Building more housing units is the only real long-term solution for a growing city. Finding ways to increase wages could be a temporary fix, but until the housing supply catches up to the housing demand, rents will continue to outstrip wage growth.

It’s still a difficult problem, because one thing that many rent controlled cities have in common is that they are usually hemmed-in by mountains or coastline, leaving no opportunity for expanding outward. This means that new construction must build upward with high-density apartment complexes. That requires rezoning and adding incentives for building new housing units, something that is often loudly resisted by voters.

The voters may not like it, but rezoning for high density housing will help them more than rent control. This is true even for cities that have the option of sprawling outward.

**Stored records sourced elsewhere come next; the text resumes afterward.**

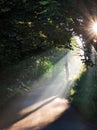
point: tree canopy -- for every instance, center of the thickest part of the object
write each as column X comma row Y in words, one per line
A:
column 28, row 26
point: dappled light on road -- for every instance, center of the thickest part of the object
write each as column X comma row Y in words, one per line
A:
column 47, row 98
column 45, row 115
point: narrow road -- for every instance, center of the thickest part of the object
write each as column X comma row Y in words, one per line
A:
column 45, row 106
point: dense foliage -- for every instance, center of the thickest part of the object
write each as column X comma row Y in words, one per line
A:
column 28, row 26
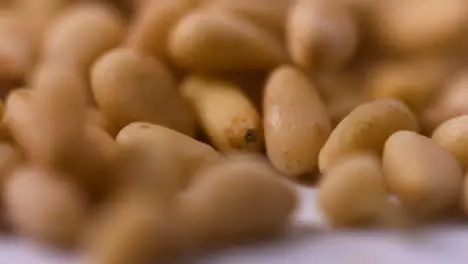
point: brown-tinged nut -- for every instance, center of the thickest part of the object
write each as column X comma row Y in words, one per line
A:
column 16, row 51
column 270, row 15
column 42, row 205
column 58, row 112
column 81, row 33
column 366, row 128
column 96, row 163
column 412, row 27
column 10, row 158
column 131, row 229
column 424, row 176
column 414, row 83
column 321, row 34
column 246, row 191
column 342, row 92
column 296, row 121
column 450, row 103
column 39, row 14
column 354, row 191
column 16, row 114
column 96, row 117
column 453, row 136
column 225, row 113
column 217, row 41
column 129, row 87
column 150, row 31
column 163, row 159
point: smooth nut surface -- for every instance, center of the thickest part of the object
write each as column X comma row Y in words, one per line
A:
column 424, row 176
column 366, row 128
column 296, row 121
column 129, row 87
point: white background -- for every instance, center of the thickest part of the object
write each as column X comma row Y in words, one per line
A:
column 309, row 243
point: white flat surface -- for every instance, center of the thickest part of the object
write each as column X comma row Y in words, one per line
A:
column 309, row 243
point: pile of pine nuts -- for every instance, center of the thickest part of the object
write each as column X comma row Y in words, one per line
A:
column 136, row 130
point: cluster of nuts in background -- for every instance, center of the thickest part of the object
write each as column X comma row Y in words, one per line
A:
column 135, row 130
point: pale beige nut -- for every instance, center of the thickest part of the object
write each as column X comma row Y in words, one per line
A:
column 450, row 103
column 321, row 34
column 16, row 113
column 366, row 128
column 225, row 112
column 414, row 83
column 58, row 112
column 296, row 121
column 354, row 191
column 270, row 15
column 410, row 27
column 10, row 158
column 96, row 163
column 425, row 177
column 243, row 190
column 342, row 92
column 130, row 229
column 150, row 31
column 217, row 41
column 96, row 117
column 129, row 87
column 453, row 136
column 43, row 206
column 81, row 33
column 164, row 160
column 40, row 14
column 16, row 49
column 464, row 198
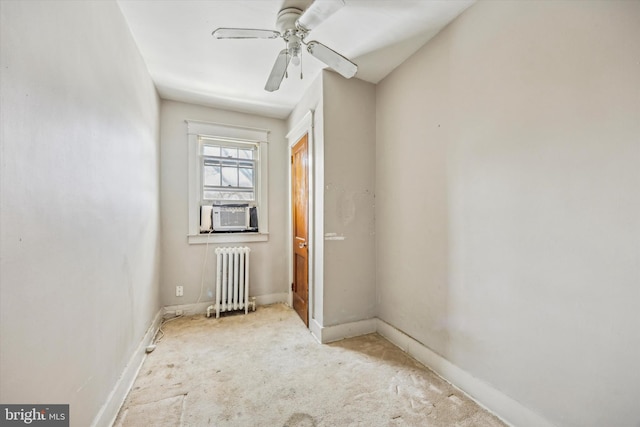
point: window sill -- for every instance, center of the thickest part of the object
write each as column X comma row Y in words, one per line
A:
column 200, row 239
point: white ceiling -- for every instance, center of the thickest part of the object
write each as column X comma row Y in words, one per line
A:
column 188, row 64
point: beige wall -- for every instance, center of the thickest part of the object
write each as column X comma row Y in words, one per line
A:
column 79, row 206
column 508, row 203
column 193, row 265
column 349, row 160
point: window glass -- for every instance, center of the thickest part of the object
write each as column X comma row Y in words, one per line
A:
column 228, row 171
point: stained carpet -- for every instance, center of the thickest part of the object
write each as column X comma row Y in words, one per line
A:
column 265, row 369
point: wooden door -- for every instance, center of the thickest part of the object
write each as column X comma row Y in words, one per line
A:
column 300, row 216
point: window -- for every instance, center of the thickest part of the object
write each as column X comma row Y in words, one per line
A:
column 228, row 168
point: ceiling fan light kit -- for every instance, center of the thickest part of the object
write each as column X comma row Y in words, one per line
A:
column 293, row 26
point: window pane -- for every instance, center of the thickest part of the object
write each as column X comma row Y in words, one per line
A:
column 229, row 152
column 229, row 177
column 246, row 177
column 210, row 150
column 245, row 154
column 212, row 175
column 242, row 196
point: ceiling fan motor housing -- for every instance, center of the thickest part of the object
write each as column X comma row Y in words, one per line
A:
column 286, row 21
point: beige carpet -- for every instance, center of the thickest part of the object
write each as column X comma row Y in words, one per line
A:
column 265, row 369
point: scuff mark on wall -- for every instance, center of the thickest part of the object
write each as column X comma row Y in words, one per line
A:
column 333, row 236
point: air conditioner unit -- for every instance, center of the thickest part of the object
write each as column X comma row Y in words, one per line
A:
column 231, row 218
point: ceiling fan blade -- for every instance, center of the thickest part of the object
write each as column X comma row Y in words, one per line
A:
column 318, row 12
column 278, row 71
column 244, row 33
column 333, row 59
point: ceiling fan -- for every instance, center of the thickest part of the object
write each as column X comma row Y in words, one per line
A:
column 293, row 26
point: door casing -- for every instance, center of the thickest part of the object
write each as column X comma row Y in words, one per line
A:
column 304, row 126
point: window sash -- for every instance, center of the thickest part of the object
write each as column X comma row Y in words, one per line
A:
column 231, row 177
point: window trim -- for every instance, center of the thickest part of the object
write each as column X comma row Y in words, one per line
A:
column 197, row 129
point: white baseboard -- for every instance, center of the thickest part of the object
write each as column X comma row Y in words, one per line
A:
column 504, row 407
column 326, row 334
column 272, row 298
column 109, row 411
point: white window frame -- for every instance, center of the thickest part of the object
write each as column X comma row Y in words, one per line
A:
column 197, row 129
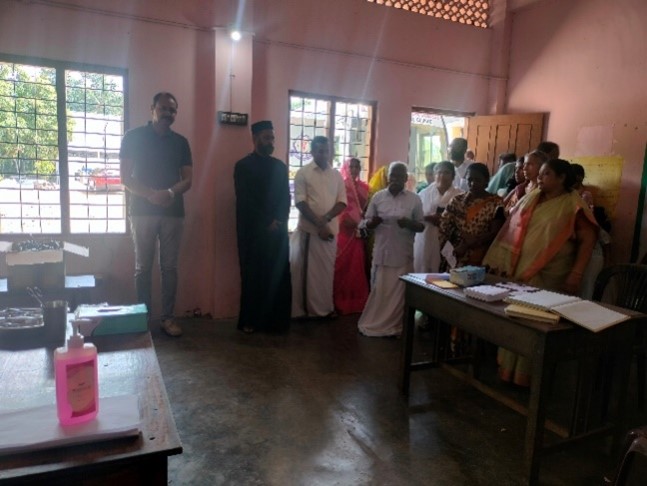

High density buildings make living cheaper. These buildings can be made cheaper per unit—they can be built to use existing infrastructure, eliminating the need to add more roads and pipes, and economies of scale allow developers to secure cheaper building materials, lowering the cost of building’s initial construction. They also save money for the people who eventually move in—studies have shown that housing and transportation costs for “compact cities” are 25% to 50% cheaper than sprawling cities.

High density buildings are also more environmentally friendly. Rejuvenating the land inside the city preserves the edges for forests and fields, and energy use drops by at least 15% in a compact city.

The benefits are clear. Cities that are struggling to find room for more people should be building more high density housing. That’s the right alternative to rent control.

Conclusion

The problem with Oregon House Bill 2004 is that it’s trying to fix the wrong problem. As noted by several of the state’s House Representatives, this bill won’t build any new housing units. There are other bills under consideration that are intended to encourage new housing projects, but they won’t have much of an effect when Oregon cities start wiping out the local real estate returns.

Removing the ban on rent controls is a dangerous approach to the state’s housing crisis. If the State Senate doesn’t see what is happening in California, it will be a rough road ahead for both Oregon landlords and their tenants.